Probability Learning VI: Hidden Markov Models

Source: Deep Learning on Medium

Hello again friends! This is post number six of our Probability Learning series, listed here in case you have missed any of the previous articles:

I deeply encourage you to read them, as they are fun and full of useful information about probabilistic Machine Learning. However, if you don´t want to read them, that is absolutely fine, this article can be understood without having devoured the rest with only a little knowledge of probability.

Also, do not fear, I will not include any complex math in this article: it’s intention is to lay the theoretical background of hidden Markov models, show how they can be used, and talk about some of its applications.

We have already met Reverend Bayes, and today we are going to meet another very influential individual in the world of game theory and probability. This is no other than Andréi Márkov, they guy who put the Markov in Hidden Markov models, Markov Chains…

Hidden Markov models are a branch of the probabilistic Machine Learning world, that are very useful for solving problems that involve working with sequences, like Natural Language Processing problems, or Time Series.
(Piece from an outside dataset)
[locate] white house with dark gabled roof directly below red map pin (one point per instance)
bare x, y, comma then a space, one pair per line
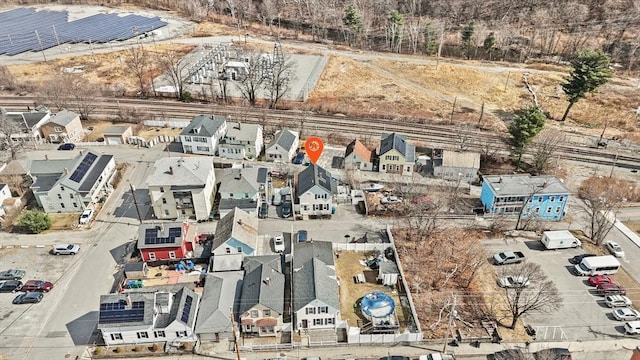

In a moment, we will see just why this is, but first, lets get to know Markov a little bit.

So, who is this Andrei Markov?

Image of Andrei Markov

Andrei Markov (1856–1922) was a Russian mathematician who taught probability theory in the University of St Petersburg, and was also a very politically active individual. He worked with continuous fractions, the central limit theorem, and other mathematical endeavours, however, he will mostly be remembered because of his work on probability theory, specifically on the study of stochastic processes; the Markov Chains that we will discuss in just a moment.

Markov Chains: Probabilistic Sequences

Lets start with the most basic element of Markov´s proposal: the Markov Chain. In probability theory, a Markov Chain or Markov Model is an special type of discrete stochastic process in which the probability of an event occurring only depends on the immediately previous event.

The underlying assumption is that the future is independent of the past given the present. In other words, if we know the present state or value of a system or variable, we do not need any past information to try to predict the future states or values.

Example of a two state Markov Chain

Markov chains are generally defined by a set of states and the transition probabilities between each state. In the example above, a two state Markov Chain is displayed: We have states A and B and four transition probabilities: from A to A again, from A to B, from B to A and from B to B again. These transition probabilities are usually represented in the form of a Matrix, called the Transition Matrix, also called the Markov Matrix.

One possible transition matrix for this chain

The element ij is the probability of transiting from state j to state i. In some cases transposed notation is used, so that element ij represents the probability of going from state i to state j. Because of this I added the ‘to’ and ‘from’ just to clarify. Overall, the system would look something like this:

Diagram of a Markov Chain with the transition probabilities

How do we calculate these probabilities? The answer is one that you´ve probably heard already a million times: from data.

Imagine the states we have in our Markov Chain are Sunny and Rainy. To calculate the transition probabilities from one to another we just have to collect some data that is representative of the problem that we want to address, count the number of transitions from one state to another, and normalise the measurements. The following figure shows how this would be done for our example.

Calculations of transition probabilities from data

At the moment Markov Chains look just like any other state machine, in which we have states and transitions in between them. However, later in this article we will see just how special they are.

Okay, now that we know what a Markov Chain is, and how to calculate the transitions probabilities involved, lets carry on and learn about Hidden Markov Models.

Hidden Markov Models: Discovering the unknown

Hidden Markov Models are probabilistic models that attempt to find the value or the probability of certain hidden variables having a certain value, based on some other observed variables. These variables are commonly referred to as hidden states and observed states.

The state of a system might only be partially observable, or not observable at all, and we might have to infer its characteristics based on another fully observable system or variable.

Imagine, using the previous example, that we add the following information. Every day, there is a probability that we get a phone call from our best friend, John who lives in a different continent, and this probability depends on the weather conditions of such day. Using the latter information (if we get a phone call or not –the observed variables) we would like to infer the former (the weather in the continent where John lives — the hidden variables)

Hidden and observed variables for our problem

The probabilities shown here, that define how likely is John to call us on a given day depending on the weather of such day are called emission probabilities. They define the probability of seeing certain observed variable given a certain value for the hidden variables.

Knowing these probabilities, along with the transition probabilities we calculated before, and the prior probabilities of the hidden variables (how likely it is to be sunny or rainy), we could try to find out what the weather of a certain period of time was, knowing in which days John gave us a phone call.

Lets see how we would solve this problem with simple statistics: Imagine John did not phone us for two days in a row. What is the most likely weather scenario? For this, we first need to calculate the prior probabilities (that is, the probability of being sunny or rainy previous to any actual observation), which we obtain from the same observations as the transitions probabilities.

Calculations of prior probabilities

Now, we are ready to solve our problem: for two days in a row, we did not get a single sign that John is alive. What is the most likely weather scenario then? As we can see in the image below, we have 4 possible situations to consider: sunny followed by sunny, sunny followed by rainy, rainy followed by sunny and lastly rainy followed by rainy.